Look who else doesn't like vote by mail
Donald Trump sought to bar voting by mail, threatening voters' health in the bargain. Now Amazon is, too.
It’s been seven years since Amazon, the second-largest employer in the United States (after Walmart) and, according to labor historian Nelson Lichtenstein the fastest-growing workforce in U.S. history, presided over a union election in the United States. The 2014 union vote was Amazon’s first-ever on American soil. A proposed bargaining unit of about 30 technicians and mechanics working inside an Amazon warehouse in Delaware voted on whether to affiliate with the International Association of Machinists and Aerospace Workers. The vote failed, 21-6.
Now Amazon is preparing for its second-ever U.S. union vote on Feb. 8. This time the potential bargaining unit is much bigger—about 6000 warehouse workers in Bessemer, Ala. Because the election is occurring in the midst of a deadly pandemic—a pandemic that gave Amazon the most profitable year in its history—Lisa Y. Henderson, acting regional director in the National Labor Relations Board’s Atlanta office, granted a request by the Retail, Wholesale and Department Store Union, with which the Bessemer workers would affiliate, to allow the warehouse workers to vote by mail. Henderson noted that in Jefferson County, where the warehouse is located, new Covid cases had risen by nearly half over the previous two weeks, from 336 to 502, and that the testing positivity rate had reached 17 percent. Voting by mail, Henderson concluded, was “the safest and most appropriate method of conducting an election in view of the extraordinary circumstances presented by the COVID-19 pandemic.”

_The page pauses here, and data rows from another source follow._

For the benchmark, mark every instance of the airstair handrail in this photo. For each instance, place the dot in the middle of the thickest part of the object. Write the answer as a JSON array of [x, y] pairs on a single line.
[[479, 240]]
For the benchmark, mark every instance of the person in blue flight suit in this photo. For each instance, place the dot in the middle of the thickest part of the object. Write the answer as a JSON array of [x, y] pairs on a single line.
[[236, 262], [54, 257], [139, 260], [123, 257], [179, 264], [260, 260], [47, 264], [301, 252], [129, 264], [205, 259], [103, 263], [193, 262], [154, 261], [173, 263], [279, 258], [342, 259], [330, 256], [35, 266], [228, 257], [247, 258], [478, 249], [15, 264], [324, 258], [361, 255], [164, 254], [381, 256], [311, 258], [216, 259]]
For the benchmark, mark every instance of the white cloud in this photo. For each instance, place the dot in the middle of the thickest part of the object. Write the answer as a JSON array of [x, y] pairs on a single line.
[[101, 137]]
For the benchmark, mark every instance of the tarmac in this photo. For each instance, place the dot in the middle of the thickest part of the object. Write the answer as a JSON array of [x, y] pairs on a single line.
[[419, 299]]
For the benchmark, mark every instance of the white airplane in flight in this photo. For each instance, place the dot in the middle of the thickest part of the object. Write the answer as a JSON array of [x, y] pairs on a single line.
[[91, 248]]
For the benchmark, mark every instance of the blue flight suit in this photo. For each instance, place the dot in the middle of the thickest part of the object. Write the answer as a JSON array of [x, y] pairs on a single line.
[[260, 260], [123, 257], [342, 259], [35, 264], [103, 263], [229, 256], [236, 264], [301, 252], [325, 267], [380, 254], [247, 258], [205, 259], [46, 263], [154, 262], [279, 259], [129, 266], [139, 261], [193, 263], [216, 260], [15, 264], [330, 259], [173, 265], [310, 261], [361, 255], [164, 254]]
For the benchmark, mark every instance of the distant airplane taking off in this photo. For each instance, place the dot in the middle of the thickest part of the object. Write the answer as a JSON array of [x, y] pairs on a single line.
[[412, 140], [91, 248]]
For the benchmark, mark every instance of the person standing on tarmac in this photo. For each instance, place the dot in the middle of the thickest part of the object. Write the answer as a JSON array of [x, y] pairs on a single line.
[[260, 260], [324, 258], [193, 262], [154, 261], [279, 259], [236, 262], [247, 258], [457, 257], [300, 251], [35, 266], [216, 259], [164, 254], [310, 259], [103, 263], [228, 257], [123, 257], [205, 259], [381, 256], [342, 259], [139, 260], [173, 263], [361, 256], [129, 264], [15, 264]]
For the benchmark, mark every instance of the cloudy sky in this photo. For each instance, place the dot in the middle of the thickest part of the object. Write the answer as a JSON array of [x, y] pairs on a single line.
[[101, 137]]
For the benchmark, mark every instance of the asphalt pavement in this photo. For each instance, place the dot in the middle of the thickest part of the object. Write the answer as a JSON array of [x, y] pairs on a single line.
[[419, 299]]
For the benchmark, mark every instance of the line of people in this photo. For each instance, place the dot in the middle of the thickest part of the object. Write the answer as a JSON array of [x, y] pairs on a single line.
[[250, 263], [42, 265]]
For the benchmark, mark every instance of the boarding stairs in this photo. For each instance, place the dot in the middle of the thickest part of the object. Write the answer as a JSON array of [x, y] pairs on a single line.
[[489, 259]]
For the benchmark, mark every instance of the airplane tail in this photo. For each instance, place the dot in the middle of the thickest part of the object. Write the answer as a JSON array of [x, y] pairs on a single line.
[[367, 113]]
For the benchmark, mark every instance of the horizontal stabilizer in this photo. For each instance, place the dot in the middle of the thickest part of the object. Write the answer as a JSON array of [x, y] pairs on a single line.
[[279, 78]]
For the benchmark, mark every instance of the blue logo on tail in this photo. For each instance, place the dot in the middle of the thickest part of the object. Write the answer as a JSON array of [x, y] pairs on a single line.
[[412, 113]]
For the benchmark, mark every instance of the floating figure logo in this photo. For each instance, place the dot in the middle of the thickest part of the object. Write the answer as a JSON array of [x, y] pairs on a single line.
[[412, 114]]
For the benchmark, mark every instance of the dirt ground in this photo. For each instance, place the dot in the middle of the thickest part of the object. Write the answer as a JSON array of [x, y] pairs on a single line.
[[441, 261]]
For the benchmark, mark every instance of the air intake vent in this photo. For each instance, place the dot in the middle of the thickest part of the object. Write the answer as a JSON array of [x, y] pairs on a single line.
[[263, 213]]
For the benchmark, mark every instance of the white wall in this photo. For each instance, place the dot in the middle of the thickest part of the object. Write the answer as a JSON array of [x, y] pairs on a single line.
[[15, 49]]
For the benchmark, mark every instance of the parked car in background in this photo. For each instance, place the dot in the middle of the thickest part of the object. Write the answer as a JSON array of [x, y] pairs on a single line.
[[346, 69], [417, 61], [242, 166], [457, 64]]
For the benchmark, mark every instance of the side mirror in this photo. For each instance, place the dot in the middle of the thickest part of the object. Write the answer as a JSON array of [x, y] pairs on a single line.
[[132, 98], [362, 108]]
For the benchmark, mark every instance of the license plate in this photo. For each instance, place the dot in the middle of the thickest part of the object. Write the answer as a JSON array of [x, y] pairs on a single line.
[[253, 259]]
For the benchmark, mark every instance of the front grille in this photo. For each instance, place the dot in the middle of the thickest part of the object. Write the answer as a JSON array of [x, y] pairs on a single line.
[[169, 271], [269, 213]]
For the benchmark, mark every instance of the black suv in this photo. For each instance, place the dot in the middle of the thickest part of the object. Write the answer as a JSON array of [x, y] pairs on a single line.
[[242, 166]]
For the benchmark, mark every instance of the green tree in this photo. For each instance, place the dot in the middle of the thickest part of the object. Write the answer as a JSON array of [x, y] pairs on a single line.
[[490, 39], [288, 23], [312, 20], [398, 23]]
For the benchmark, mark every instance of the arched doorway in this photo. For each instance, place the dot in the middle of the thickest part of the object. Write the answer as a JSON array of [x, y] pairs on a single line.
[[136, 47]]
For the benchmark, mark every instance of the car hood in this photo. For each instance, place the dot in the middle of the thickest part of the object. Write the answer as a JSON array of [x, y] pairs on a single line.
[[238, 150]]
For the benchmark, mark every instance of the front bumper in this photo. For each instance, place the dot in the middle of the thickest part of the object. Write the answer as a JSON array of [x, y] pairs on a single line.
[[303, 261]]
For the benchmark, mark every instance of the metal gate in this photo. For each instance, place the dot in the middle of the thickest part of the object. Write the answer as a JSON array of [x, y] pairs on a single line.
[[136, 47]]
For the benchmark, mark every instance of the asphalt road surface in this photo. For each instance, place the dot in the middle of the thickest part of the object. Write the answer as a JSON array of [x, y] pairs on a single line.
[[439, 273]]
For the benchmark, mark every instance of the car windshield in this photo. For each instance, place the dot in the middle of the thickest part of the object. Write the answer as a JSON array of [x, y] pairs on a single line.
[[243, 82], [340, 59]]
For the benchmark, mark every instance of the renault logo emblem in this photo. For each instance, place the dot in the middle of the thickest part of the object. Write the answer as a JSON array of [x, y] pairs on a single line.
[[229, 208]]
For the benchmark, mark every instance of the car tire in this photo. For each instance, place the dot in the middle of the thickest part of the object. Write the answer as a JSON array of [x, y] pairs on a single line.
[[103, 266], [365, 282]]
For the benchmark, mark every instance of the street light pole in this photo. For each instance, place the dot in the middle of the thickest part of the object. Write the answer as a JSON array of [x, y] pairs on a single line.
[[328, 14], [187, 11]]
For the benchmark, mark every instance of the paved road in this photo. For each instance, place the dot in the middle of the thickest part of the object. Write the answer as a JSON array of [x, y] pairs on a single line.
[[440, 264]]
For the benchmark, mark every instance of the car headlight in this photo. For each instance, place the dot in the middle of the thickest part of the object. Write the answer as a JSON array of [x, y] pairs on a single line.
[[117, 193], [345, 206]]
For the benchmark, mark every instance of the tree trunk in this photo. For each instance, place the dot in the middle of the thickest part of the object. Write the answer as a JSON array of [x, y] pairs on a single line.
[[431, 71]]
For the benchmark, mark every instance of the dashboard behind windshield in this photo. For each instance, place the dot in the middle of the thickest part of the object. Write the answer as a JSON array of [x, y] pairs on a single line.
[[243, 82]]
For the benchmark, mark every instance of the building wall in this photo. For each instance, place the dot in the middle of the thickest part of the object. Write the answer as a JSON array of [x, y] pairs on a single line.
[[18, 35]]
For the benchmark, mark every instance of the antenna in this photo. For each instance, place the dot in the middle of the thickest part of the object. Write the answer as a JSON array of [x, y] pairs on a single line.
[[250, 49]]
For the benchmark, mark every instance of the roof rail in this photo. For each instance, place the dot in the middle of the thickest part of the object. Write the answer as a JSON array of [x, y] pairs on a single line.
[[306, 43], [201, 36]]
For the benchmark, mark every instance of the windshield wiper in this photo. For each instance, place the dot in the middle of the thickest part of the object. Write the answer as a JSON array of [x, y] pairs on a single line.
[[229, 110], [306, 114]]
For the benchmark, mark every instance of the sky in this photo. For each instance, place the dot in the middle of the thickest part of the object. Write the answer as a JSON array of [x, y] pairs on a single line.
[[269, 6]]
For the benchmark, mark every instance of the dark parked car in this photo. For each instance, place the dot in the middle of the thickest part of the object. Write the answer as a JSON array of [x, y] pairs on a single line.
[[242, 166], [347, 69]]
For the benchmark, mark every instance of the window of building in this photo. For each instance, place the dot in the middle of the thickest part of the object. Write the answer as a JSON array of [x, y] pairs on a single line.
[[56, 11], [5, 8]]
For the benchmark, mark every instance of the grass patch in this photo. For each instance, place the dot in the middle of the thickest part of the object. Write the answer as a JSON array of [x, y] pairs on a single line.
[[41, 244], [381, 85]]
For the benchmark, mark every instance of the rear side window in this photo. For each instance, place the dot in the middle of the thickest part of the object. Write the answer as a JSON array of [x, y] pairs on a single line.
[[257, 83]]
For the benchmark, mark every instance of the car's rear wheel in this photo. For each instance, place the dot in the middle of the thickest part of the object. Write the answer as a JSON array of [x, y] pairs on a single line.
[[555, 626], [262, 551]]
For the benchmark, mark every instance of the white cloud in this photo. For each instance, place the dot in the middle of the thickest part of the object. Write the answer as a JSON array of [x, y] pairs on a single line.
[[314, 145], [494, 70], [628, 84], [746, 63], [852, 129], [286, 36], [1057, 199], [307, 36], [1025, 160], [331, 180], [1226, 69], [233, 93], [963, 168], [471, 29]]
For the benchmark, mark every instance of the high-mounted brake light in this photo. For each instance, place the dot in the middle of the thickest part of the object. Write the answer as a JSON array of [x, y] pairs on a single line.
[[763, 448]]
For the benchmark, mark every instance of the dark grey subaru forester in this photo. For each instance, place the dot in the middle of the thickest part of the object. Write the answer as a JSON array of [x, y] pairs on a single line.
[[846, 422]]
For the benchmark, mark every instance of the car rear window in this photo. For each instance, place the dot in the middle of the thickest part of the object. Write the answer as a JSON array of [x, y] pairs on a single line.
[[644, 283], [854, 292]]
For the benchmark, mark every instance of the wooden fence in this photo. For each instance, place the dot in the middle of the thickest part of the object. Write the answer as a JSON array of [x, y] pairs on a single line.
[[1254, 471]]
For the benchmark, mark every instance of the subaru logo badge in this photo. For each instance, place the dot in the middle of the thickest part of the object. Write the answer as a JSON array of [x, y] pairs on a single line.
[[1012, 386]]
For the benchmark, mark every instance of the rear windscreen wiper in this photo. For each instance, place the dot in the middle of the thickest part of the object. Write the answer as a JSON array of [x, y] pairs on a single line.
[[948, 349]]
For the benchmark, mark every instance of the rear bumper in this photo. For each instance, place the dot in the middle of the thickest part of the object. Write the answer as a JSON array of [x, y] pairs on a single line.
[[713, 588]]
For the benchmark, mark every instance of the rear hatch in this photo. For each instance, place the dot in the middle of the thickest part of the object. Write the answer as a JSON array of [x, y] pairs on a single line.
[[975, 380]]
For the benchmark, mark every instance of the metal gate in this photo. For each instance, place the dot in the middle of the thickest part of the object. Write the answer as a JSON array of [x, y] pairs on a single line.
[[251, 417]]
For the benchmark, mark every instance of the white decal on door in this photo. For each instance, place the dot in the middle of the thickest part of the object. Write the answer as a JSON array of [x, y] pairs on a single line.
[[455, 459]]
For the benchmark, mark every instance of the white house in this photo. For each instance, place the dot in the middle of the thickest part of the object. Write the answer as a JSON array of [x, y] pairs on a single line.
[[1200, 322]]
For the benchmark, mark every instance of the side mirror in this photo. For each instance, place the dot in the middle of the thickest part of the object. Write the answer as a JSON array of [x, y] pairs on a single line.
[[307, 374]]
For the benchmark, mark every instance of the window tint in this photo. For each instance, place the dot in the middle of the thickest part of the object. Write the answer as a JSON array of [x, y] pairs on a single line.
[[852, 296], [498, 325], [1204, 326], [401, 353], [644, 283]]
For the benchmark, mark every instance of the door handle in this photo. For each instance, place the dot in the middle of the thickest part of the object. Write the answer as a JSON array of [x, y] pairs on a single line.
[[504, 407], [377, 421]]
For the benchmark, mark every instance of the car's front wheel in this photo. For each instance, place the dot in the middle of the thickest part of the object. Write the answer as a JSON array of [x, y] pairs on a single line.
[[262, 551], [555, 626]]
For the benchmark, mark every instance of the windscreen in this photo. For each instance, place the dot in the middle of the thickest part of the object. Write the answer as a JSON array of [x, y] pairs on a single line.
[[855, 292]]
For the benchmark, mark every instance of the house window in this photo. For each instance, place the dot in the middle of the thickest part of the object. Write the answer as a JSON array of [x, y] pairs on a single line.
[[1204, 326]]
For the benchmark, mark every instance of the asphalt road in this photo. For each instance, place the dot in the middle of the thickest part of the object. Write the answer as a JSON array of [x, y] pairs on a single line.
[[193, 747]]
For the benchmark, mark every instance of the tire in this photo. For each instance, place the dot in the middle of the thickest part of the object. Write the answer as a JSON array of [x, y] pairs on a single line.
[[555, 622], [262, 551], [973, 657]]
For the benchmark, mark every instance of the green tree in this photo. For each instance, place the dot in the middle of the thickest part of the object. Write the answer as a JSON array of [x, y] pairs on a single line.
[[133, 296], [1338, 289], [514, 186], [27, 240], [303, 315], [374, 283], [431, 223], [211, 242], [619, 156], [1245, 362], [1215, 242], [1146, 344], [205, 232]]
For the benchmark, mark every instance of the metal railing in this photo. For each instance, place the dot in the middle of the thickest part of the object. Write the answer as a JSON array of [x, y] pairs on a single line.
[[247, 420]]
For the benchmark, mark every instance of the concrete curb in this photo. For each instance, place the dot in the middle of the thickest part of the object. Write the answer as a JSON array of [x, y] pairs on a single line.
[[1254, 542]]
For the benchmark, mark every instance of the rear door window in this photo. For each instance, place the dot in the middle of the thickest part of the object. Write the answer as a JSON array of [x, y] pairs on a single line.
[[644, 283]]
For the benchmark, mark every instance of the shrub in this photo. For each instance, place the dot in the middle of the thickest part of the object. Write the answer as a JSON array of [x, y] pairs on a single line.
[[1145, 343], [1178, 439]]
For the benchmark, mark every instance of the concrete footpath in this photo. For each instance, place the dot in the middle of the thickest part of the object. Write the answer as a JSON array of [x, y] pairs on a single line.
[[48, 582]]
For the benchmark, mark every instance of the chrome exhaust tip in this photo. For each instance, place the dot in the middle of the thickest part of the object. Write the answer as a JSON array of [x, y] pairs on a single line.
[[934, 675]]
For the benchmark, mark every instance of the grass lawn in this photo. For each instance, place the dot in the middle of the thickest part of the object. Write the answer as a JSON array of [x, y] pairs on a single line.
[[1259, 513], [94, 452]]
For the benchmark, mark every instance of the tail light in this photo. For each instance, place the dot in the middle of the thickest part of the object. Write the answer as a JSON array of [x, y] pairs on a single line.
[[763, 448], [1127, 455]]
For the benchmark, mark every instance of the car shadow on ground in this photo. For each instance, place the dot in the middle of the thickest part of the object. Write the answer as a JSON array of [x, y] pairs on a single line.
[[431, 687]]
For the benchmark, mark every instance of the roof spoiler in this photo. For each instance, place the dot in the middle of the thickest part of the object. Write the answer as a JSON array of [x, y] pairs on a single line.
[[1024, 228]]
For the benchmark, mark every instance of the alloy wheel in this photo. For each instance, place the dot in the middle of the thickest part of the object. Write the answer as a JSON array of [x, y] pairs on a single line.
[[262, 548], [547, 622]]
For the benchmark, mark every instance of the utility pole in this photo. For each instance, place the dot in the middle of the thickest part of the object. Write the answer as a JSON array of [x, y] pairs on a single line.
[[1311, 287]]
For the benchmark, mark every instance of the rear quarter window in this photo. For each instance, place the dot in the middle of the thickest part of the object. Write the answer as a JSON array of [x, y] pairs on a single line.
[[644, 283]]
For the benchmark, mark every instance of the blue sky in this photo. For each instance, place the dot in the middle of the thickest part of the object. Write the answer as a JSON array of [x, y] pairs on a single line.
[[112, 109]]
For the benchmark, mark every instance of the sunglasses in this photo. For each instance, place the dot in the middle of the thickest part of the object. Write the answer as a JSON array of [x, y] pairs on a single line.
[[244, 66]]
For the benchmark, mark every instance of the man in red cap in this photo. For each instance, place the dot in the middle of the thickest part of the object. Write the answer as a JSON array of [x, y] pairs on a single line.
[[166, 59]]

Late last night, Amazon appealed that decision. It doesn’t want its warehouse workers to vote by mail.
Amazon’s lawyers complained that this will be “by far” the biggest union election conducted since the pandemic began, an argument that would appear to undermine rather than support the company’s case; surely herding 6000 workers into and out of a polling facility would create a greater risk of Covid infection than herding, say, 600. The lawyers quibbled with Henderson’s observation that new Covid cases had risen to 502, noting that they’d fallen after that. (Yes, they dipped a little after Jan. 2., to 480 new daily cases averaged by week as of Jan. 21; it didn’t seem to interest Amazon that the positivity rate was now 18.3 percent, not the 17 percent Henderson cited.) The lawyers assured Henderson that “Amazon’s medical experts all agreed that a manual election would present near zero risk of virus spread among voter and participating agents.” I don’t doubt it! And they said the workers “have been reporting to work and successfully working in person” at the warehouse, where the 14-day Covid positivity rate was 2.88 percent.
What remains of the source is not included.